Daily Management Review

Hewlett-Packard knew of facts before acquiring Autonomy


09/26/2015


KPMG’s report shows Hewlett-Packard was aware of facts before acquiring Autonomy.



As per Mike Lynch, founder of Autonomy, Hewlett-Packard Co was aware of the on-going practices at Autonomy, including its growth rates and its hardware sales, which were boosted by different accounting rules before it entered into an agreement to acquire the firm in a deal, which is now seen as ill-fated, worth $11 billion.

Hewlett-Packard is suing Lynch and Autonomy’s former director of finance Sushovan Hussain, in London for damages of about $5.1 billion for their management of Autonomy. As per Hewlett-Packard, they had engaged in fraudulent activities which were designed to boost the value of their company.

As per Lynch, the contentious issues, such as the sale of its hardware division and the recording of its revenues with resellers, were raised in a due diligence report by the audit and consultancy firm, KPMG.
As per KPMG’s report, which was made public after U.S. shareholder pursued legal action against HP for boosting its revenues, the difference in accounting standards could impact historical growth rates for the company.

"The KPMG report directly contradicts the statements HP made about Autonomy on which its whole case is based," said Lynch. "HP said it did not know things that it plainly did."

Hewlett-Packard however did not back down and instead has alleged that for more than two years prior to its acquisition of Autonomy, Hussain and Lynch had conducted "a systematic and sustained scheme to make Autonomy look like a rapidly growing, pure software company whose performance was consistently in line with market expectations.”

"It was a lie," said a spokeswoman from Hewlett-Packard.

She went on to add, "HP had no knowledge of Lynch and Hussain's contrived sales to value added resellers and other improper transactions and accounting practices, all of which artificially inflated Autonomy's reported revenues, misrepresented its rate of organic growth and overstated its gross and net profits."
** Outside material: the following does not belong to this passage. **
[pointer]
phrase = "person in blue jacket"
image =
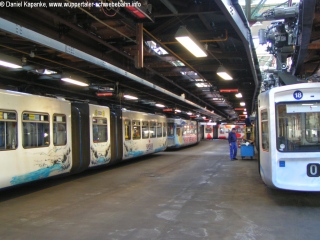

As per documents, which were made public in this court case, Hewlett-Packard’s chairman, Ray Lane was also worried about going ahead with the acquisition, till the very last minute.

Before the acquisition was made public, he had on several occasions, emailed Hewlett-Packard's independent directors requesting a last-minute meeting, saying he had "received new news this morning that I'm still trying to digest," according to the documents.

As per a report by Proskauer Rose LLP, a legal firm, the minutes for this meeting is unavailable.

Days after the deal was announced, Lane, in an email to Chief Executive Leo Apotheker, had said that he was "still haunted by Autonomy itself." In fact, he had asked Apotheker, as well as the company's legal advisers if there was any way Hewlett-Packard could get out of the deal.

Apotheker, who was replaced by Meg Whitman weeks later, responded in an email that he was 99% sure that the Autonomy deal was irreversible.